A NEW TRUTH: AI in 2024
AI Summary
Summary: Understanding AI in 2024
Building Block 1: Pre-training Large Language Models (LLMs)
- Data Sets for Pre-training LLMs:
- Example data sets include the Proof Pile 2 (55 billion tokens) and Common Crawl (filtered down to 6.3 million documents about mathematics).
- Open-source data sets like Red Pajama combine multiple sources to create larger data sets (1.2 trillion tokens).
- Historical data sets like C4 from 2020 are also used.
- The mixture of data defines the LLM’s performance.
- Pre-training Process:
- Pre-training involves modifying the tensor weights of a Transformer-based LLM to replicate semantic patterns from the training data.
- Example LLM: Mistral 7B with 7 billion parameters, 32k vocabulary size, and 8,000 token context length.
- Advances in 2024 include faster inference and new attention mechanisms like group very attention and sliding window attention.
- Cost and Time:
- Pre-training on 1,000 GPUs for four months could cost around $100,000 in 2024.
Building Block 2: Fine-tuning and Alignment
- Fine-tuning LLMs:
- Fine-tuning tailors the LLM to specific tasks like question-answering or summarization.
- Instruction-based data sets are used for fine-tuning.
- In 2024, DPU (Deep P Learning) alignment ensures the model behaves in a specific way, like being friendly and avoiding aggression.
- Alignment Data Sets:
- Alignment data sets dictate desired and undesired behaviors.
- Examples include the Ultra Chat and Ultra Feedback data sets.
- Open Source Models:
- Open-source models like Mistral 7B can be used and fine-tuned with standardized Python programs.
- The community regularly updates these models with new methodologies.
Building Block 3: Prompt Engineering and In-Context Learning
- Prompt Engineering:
- Strategic formulation of prompts to guide the LLM’s responses.
- Example: Asking the LLM to summarize a scientific article with specific details.
- In-Context Learning (ICL):
- Providing examples within prompts to prime the LLM for desired output formats.
- ICL is temporary and limited by the maximum context length of the prompt (e.g., 8K, 32K, 100K tokens).
- Fine-tuning vs. ICL:
- Fine-tuning integrates new knowledge permanently into the LLM.
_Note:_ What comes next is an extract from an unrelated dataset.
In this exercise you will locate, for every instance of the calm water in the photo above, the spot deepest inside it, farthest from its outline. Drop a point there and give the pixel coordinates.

- ICL provides temporary knowledge within the context window.
- Path and Lora adapters can be used to add knowledge layers for efficient fine-tuning.
Conclusion:
Understanding AI in 2024 involves grasping the pre-training process, fine-tuning and alignment for specific tasks, and the nuances of prompt engineering and in-context learning. Advances in technology and methodologies have made AI more accessible and customizable, with open-source models playing a significant role in the AI ecosystem.